Let's do a final experiment - in the most idiotic way possible:
// Listing 4
#include <omp.h>
#include <stdio.h>
long fib_naive(int val)
{
if (val < 2)
return val;
else
return fib_naive(val-1) + fib_naive(val-2);
}
long fib(int val)
{
long total = 0;
{
#pragma omp task shared(total)
total += fib_naive(val-1);
#pragma omp task shared(total)
total += fib_naive(val-2);
#pragma omp taskwait
}
return total;
}
int main()
{
#pragma omp parallel
#pragma omp single
{
long res = fib(45);
printf("fib(45)=%ld\n", res);
}
}
This is basically manually spawning two threads. Surely, this must work...
$ gcc -O2 fib.c
$ time ./a.out
fib(45)=1134903170
real 0m8.738s
user 0m8.728s
sys 0m0.004s
$ gcc -O2 fib.c -fopenmp
$ time ./a.out
fib(45)=1134903170
real 0m5.446s
user 0m8.928s
sys 0m0.004s
And indeed, it does - we finish in 5.4 seconds, compared to the 8.7 of the single-threaded execution. I theorize that the if in Listing 3 (that spawns the top-level threads) costs a lot in the end, since it is executed for every single addition in our computation; every recursive call has to go through it.

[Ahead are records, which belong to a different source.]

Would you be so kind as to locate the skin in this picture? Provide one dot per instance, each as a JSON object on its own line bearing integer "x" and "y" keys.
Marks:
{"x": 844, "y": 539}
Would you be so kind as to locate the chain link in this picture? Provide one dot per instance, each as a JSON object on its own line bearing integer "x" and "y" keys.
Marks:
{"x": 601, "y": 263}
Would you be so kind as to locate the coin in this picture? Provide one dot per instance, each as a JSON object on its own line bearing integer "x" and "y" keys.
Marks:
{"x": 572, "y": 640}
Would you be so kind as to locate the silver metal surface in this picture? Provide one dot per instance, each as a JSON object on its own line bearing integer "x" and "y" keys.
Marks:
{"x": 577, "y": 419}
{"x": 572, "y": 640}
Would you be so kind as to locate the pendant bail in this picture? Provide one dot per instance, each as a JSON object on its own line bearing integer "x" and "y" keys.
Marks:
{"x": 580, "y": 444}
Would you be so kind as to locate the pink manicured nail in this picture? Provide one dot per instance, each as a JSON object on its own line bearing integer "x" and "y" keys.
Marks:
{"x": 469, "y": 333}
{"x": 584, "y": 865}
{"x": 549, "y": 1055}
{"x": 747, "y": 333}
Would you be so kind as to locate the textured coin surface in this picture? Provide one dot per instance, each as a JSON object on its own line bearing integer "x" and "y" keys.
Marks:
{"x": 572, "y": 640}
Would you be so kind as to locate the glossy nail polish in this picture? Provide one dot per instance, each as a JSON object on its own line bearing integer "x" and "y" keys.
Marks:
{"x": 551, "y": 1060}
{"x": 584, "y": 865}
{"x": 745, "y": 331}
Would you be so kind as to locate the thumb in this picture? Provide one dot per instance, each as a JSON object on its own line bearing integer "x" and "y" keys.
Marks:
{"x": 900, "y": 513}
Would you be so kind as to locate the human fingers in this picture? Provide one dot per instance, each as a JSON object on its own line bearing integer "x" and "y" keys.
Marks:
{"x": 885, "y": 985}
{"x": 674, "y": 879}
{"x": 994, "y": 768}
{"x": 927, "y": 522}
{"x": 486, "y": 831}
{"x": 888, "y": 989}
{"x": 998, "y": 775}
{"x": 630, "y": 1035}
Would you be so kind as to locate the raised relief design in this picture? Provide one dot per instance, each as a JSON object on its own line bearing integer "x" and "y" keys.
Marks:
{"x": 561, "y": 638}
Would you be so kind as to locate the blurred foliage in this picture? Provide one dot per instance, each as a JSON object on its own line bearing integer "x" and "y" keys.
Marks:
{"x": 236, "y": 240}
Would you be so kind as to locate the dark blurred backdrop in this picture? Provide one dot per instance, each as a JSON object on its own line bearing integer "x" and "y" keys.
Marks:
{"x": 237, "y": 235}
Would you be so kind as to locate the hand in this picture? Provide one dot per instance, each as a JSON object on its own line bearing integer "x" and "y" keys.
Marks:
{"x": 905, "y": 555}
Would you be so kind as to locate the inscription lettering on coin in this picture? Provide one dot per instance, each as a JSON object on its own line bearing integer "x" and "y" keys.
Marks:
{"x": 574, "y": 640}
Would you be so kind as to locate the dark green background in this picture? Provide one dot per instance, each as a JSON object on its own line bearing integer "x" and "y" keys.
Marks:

Other than that, if you see something wrong in the steps I followed, please advise - because my takeaway so far is that OpenMP's ifs are... insanely slower than normal code ifs.
Thanks in advance for your insights/suggestions.
I opened a ticket on GCC's libgomp about this - and as you can read there, Jakub Jelinek explained that an "if(false)" in an OpenMP task is not equivalent to not having a task spawned - in fact, the data structures related to a task are created, the parent task gets suspended, and this new child task starts running immediately - with the parent resuming as soon as that is done. Needless to say, this is a lot more work than just running the code...
In addition, Jakub noted that in the non-OpenMP recursion, ttail recursion optimization takes place - something that can't happen with OpenMP, even if the "mergeable" clause was used.
Suffice to say, I learned a lot - thanks, Jakub.